Considerada a principal sinalização de que o governo Luiz Inácio Lula da Silva leva a situação fiscal a sério, o arcabouço fiscal não deve ter vida longa, uma vez que ao focar na receita e não nas despesas, o sistema não conseguirá garantir a arrumação das contas públicas, servindo apenas para amenizar sua deterioração ao longo do tempo.

A avaliação é de Rogério Xavier, CEO da SPX Capital, gestora que tem R$ 45,3 bilhões sob gestão. Xavier disse ainda que a situação piora à medida que as economias do País e do resto do mundo começam a dar sinais de melhora, estimulando o governo a elevar os gastos públicos.

"Acho que esse modelo (arcabouço fiscal) vai cair, assim como aconteceu com o teto de gastos, não dou muita importância a ele", disse Xavier, na segunda-feira, 29 de janeiro, durante painel no 11ª edição Latin America Investment Conference (LAIC), organizado pelo UBS. "Vamos ter de fazer uma outra Reforma da Previdência, Tributária... ter um outro arcabouço."

Para ele, o País está esgotando o espaço para arrumar a casa para financiar o déficit primário, considerando o fato de o governo Lula privilegiar gastos para reforçar o lado social e os investimentos, enquanto precisa lidar com um Congresso reativo a iniciativas que visam a aumentar a arrecadação. "Essa é uma equação difícil de se resolver e teremos muita dificuldade nos próximos anos se continuar com esse arcabouço", afirmou Xavier.

Se foi pessimista a respeito da política fiscal, Xavier se mostrou otimista quanto à trajetória da inflação e dos juros, destacando que o trabalho do Banco Central (BC) e a desinflação vinda da parte de bens e alimentos ajudaram o Brasil a ter um desempenho melhor que o esperado, com o IPCA de 4,62% vindo dentro do intervalo da meta de inflação. "A inflação também surpreendeu. Jamais no meu melhor sonho imaginava que o BC alcançaria a meta em 2023", afirmou.

Em meio a um cenário deflacionário nas principais economias do mundo, levando o Federal Reserve (Fed, o banco central dos Estados Unidos) e o Banco Central Europeu (BCE) a começarem a indicar que iniciarão um processo de afrouxamento monetário, o BC pode ver espaço para acelerar os cortes que iniciou em junho do ano passado, reduzindo a Selic mais do que 0,50 ponto percentual. A taxa básica de juros do Brasil está atualmente em 11,75% ao ano.

"O que vai ser de fato o trigger é o início de corte de juros nos países avançados, que acredito que começa em março", afirmou Xavier. "Se isso acontecer, vamos ver uma inflação com cara boa, com as expectativas no Focus recuando para o centro da meta."

Neste momento, o Boletim Focus do BC indica que o mercado vê o IPCA próximo de 3,86% neste ano.

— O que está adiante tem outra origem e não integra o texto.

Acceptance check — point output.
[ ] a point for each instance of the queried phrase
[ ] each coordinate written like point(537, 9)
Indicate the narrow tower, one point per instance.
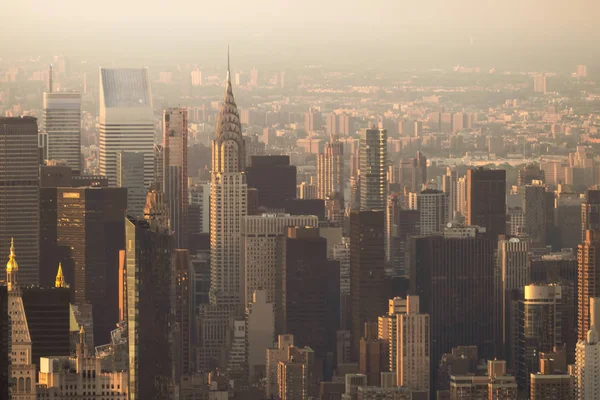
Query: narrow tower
point(227, 203)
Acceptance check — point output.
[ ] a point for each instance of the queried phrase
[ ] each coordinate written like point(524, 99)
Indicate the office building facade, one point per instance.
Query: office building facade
point(486, 200)
point(19, 202)
point(367, 272)
point(62, 124)
point(148, 307)
point(175, 185)
point(373, 167)
point(228, 204)
point(126, 119)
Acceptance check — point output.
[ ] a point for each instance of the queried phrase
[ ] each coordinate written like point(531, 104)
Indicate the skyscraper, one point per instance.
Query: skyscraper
point(432, 208)
point(310, 290)
point(260, 236)
point(454, 276)
point(175, 186)
point(539, 328)
point(274, 178)
point(62, 124)
point(4, 344)
point(260, 329)
point(373, 167)
point(20, 194)
point(368, 294)
point(22, 370)
point(228, 195)
point(330, 169)
point(586, 372)
point(130, 175)
point(413, 347)
point(148, 288)
point(486, 200)
point(183, 310)
point(514, 266)
point(534, 209)
point(126, 119)
point(588, 279)
point(539, 83)
point(48, 318)
point(90, 226)
point(590, 212)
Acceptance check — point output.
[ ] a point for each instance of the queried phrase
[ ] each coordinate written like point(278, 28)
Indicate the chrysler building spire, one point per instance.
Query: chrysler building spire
point(229, 152)
point(228, 192)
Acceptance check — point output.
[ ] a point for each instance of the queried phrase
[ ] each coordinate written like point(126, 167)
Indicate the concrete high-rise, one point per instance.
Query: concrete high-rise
point(20, 194)
point(260, 235)
point(175, 185)
point(274, 178)
point(126, 119)
point(148, 309)
point(486, 200)
point(514, 267)
point(539, 83)
point(373, 359)
point(539, 328)
point(21, 369)
point(368, 294)
point(373, 167)
point(309, 302)
point(130, 175)
point(183, 311)
point(590, 212)
point(260, 333)
point(62, 124)
point(432, 208)
point(330, 169)
point(413, 347)
point(455, 278)
point(228, 204)
point(48, 319)
point(4, 344)
point(588, 279)
point(586, 372)
point(90, 225)
point(534, 210)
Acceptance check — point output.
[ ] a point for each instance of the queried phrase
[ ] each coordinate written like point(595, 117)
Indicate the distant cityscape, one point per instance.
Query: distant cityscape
point(200, 232)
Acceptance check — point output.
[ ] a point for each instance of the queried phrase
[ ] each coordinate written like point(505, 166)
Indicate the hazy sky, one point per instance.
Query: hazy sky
point(269, 27)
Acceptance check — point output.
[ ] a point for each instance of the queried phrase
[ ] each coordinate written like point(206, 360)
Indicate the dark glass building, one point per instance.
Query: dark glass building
point(486, 200)
point(310, 290)
point(455, 279)
point(20, 183)
point(274, 178)
point(368, 292)
point(148, 285)
point(90, 225)
point(305, 207)
point(48, 318)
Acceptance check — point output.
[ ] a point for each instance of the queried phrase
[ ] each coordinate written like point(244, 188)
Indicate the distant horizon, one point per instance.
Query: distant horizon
point(428, 33)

Diante das boas condições globais, Xavier espera que o mercado passe a projetar uma inflação entre 3,40% e 3,50%. Ele estima que a inflação feche o ano em 3,30%.

A grande interrogação para Xavier é a situação da China. Segundo ele, o gigante asiático passa por sinais de esgotamento econômico e que ainda é difícil saber quando a situação vai de fato se agravar.

"Vejo que na China começa a ter vários 'vazamentos', em vários setores, que dependem da habilidade do gestor de 'girar pratinhos'", disse. "Mas a quantidade de pratinhos para girar é enorme."

As consequências devem vir pelo lado comercial, prejudicando especialmente os países emergentes. Mas Xavier disse que o excesso de alavancagem das empresas e do sistema bancário pode respingar pelo canal financeiro, para quem está bastante comprado em títulos de dívida chineses.

Segundo ele, a China está seguindo o mesmo "enredo" que outros países emergentes problemáticos, querendo controlar o mercado de ações, resgatando empresas e com os bancos muito alavancados. "Quando vemos o enredo, vemos que ele é o mesmo que o visto na Turquia, na Argentina em 2000, da Rússia", afirmou.

Xavier alertou ainda que uma deterioração significativa da economia pode levar Pequim a usar a "estratégia externa" para reafirmar seu poder perante a população. No caso, anexar Taiwan militarmente. "Taiwan é um risco real, mas não é para agora", disse.